Almost three-quarters of kindergarten and 1st grade teachers surveyed reported frequently engaging students in activities related to each of four foundational reading skills: print concepts, the ability to understand basic organization and features of print, such as following words left to right; phonological awareness, or the ability to recognize and manipulate the sounds in English; phonics and word recognition; and fluency.

But that also means about one-quarter of K-1 teachers are not engaging students in these activities frequently, a finding the report authors described as “surprising and perhaps concerning.” (The report defines “frequently” as engaging every student in a class in activities related to the foundational reading skills for more than a few minutes within the past five class lessons.)

That wasn’t the only unexpected finding.

“What is a little surprising is that phonics comes out on top, and not phonological awareness,” said Susan Neuman, a professor of childhood education and literacy development at New York University, who was not involved in the survey. “If you can’t hear the individual sounds, you can’t do phonics. … Phonological awareness is the predecessor to phonics. I would hope that in kindergarten they’re still doing that.”
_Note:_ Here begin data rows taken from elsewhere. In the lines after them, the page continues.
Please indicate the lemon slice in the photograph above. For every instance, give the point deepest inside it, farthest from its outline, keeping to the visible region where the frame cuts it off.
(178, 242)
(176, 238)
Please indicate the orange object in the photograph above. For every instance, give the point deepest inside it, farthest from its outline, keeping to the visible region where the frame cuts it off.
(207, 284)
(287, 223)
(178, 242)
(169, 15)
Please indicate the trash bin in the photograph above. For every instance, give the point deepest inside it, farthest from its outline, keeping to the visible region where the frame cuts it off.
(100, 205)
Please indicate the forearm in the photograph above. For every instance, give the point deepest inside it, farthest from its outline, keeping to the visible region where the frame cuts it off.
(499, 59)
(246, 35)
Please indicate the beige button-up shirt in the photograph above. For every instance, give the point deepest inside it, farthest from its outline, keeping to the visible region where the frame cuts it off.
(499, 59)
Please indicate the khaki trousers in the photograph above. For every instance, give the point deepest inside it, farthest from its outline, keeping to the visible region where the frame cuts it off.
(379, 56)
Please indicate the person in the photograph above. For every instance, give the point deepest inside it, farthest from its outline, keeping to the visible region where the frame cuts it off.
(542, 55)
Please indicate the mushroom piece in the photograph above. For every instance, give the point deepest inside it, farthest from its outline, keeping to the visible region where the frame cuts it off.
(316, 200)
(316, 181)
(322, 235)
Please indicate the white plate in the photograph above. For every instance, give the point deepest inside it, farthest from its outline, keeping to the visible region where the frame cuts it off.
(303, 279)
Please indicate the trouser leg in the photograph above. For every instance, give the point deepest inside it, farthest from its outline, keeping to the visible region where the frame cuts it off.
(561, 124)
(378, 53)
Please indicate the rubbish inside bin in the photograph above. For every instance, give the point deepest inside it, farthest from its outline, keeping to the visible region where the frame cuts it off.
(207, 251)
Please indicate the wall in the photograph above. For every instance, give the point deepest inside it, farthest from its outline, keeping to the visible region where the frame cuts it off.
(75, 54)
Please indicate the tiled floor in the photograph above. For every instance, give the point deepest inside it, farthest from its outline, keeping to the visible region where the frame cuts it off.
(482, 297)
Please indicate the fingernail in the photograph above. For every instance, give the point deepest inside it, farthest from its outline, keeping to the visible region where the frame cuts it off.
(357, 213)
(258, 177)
The terminology used in the survey could have influenced these responses, as respondents might not have been familiar with all of it, said Anna Shapiro, lead author of the RAND report.
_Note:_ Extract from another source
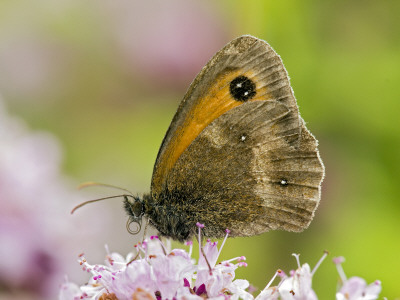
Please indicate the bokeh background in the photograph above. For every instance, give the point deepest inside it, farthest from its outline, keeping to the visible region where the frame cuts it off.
(88, 89)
Shapiro expressed surprise at how often teachers of older students reported engaging in foundational reading skill activities. More than 25 percent of middle and high school ELA teachers surveyed said they frequently engage students in phonological awareness-related activities, and between 22 percent and 40 percent of secondary teachers reported frequent engagement in activities related to individual foundational reading skills with students.
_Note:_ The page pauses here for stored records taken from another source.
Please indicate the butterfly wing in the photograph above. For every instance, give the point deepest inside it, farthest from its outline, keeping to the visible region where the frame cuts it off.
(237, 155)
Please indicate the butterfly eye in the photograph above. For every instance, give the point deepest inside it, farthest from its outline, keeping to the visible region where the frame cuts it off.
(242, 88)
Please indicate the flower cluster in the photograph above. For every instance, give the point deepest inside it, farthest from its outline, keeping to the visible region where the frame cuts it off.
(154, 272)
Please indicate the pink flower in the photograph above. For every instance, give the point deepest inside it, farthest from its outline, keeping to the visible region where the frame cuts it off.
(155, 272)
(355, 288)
“This tells me that secondary teachers are perceiving a big need among their students to go back to fundamentals,” said Shapiro.

What the survey didn’t capture

The survey did not measure teacher engagement in every skill that builds reading proficiency, the authors acknowledged.

“These four measures [print concepts, phonological awareness, phonics and word recognition, and fluency] do not comprehensively capture all the components of an effective reading instructional program … [A]lthough reading is based on both oral and written language, we do not include measures that capture language or writing skills,” they wrote in the final report.

Neuman suggested that this omission reflects the legacy of the 2000 federally commissioned National Reading Panel report, which espoused the following five pillars of reading: phonics, phonemic awareness, fluency, vocabulary, and comprehension.

“At the time [of the National Reading Panel report], I don’t think there was a great deal of research on oral language development,” said Neuman. “Many states really hold to the old five-pillar notion, rather than a broader notion.”

This broader notion encompasses oral language skills, which are especially important for English learners. It’s espoused by a growing number of literacy experts, including Tiffany Hogan, a professor at the MGH Institute of Health Professions in Boston and the director of its speech and language literacy lab.

“Right now, we see a lot of focus on word reading. And people have argued that the science of reading only covers word reading. But no, it doesn’t. It covers all of the science around reading and reading comprehension,” Hogan said. “There’s also a large and rich science around language comprehension, and how to improve it in the classroom, and how to measure it as well.”

Notably, study authors found that elementary teachers were “equally likely“ to report frequent engagement in foundational reading activities—regardless of whether they teach in states with reading laws. Education Week has documented 38 states that have passed a reading law or other policy related to evidence-based reading instruction since 2013.

“To me, the laws are strong signals that the way we talk about reading instruction and the general philosophy of how children learn to read has shifted considerably,” Shapiro said. “The laws are probably the first step, definitely not the last step, in terms of how we think about reading instruction.”